La croissance a été un incident historique. Voilà ce
que dit le très respecté Martin Wolff du Financial Times. Inattendu. Il s’appuie
sur les travaux d’un très sérieux universitaire, qui avance de très
convaincants arguments de fond. A savoir que l’histoire de la croissance est
due à 3 vagues d’innovation. Elles ont recréé la société. Or, ces
vagues sont de plus en plus courtes. Par exemple Internet est quelque peu
ridicule en comparaison du remplacement du cheval par la locomotive. Second
argument : notre croissance récente vient de facteurs non durables tels
que le baby boom ou la femme au travail.
Il resterait comme dernier espoir le rattrapage des développés
par les émergents. Mais ce n’est pas un moteur aussi enthousiasmant et pérenne qu’une
vague d’innovation.
L’économie serait-elle touchée par une de ses lois d’airain :
les rendements décroissants ? Je n’en suis pas sûr. Si l’on croit ce qu’a lu ce blog, le
monde n’est pas durable. Il doit se réinventer. Beaucoup plus qu’une
question d’énergie verte, cette transformation concerne notre mode de
production et de consommation. Voilà un formidable moteur pour la croissance :
sauver sa peau. Et je pense, contrairement à ce que dit ce blog, qu’Internet
est une invention majeure, parce qu’il donne à l’espèce le moyen de coordonner
sa transformation, et qu’il réinvente nos modes d’interaction et de déplacement.
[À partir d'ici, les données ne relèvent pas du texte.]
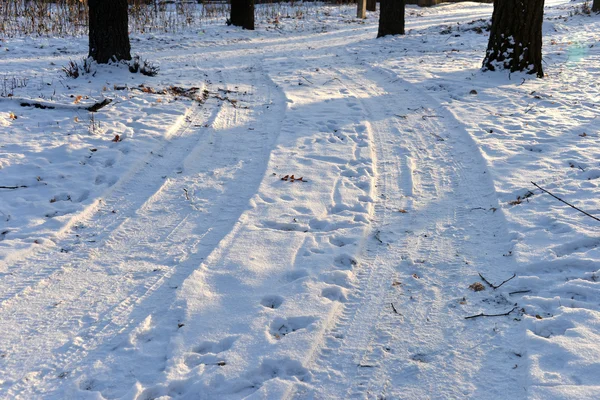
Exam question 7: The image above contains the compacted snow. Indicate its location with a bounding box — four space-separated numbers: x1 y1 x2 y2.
0 0 600 400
A ce point Martin Wolff avance un argument encore plus
inattendu, venant du FT : ce qui bloque la croissance, c’est le
conservatisme de l’élite. Elle est très satisfaite d’un monde sans croissance,
dans lequel les revenus des « 99% » reculent.
Je lui réponds que l’accentuation des inégalités et l’apparition
d’une élite féodale n’est pas notre problème majeur. Car les avantages acquis ne
résistent pas à la vindicte populaire ou à la fureur des éléments. En
revanche, le phénomène qui les a créés a des conséquences plus inquiétantes. Comme
le note Hot,
Flat and Crowded, notre époque a été marquée par l’exploitation parasitaire
de l’héritage de nos parents. Nous avons cessé d’investir, or, sans
investissement, impossible de créer les moyens de changer notre sort.
En résumé : pour survivre, nous devons nous
transformer, d’où croissance, mais nous reste-t-il la musculature nécessaire
pour ce faire ?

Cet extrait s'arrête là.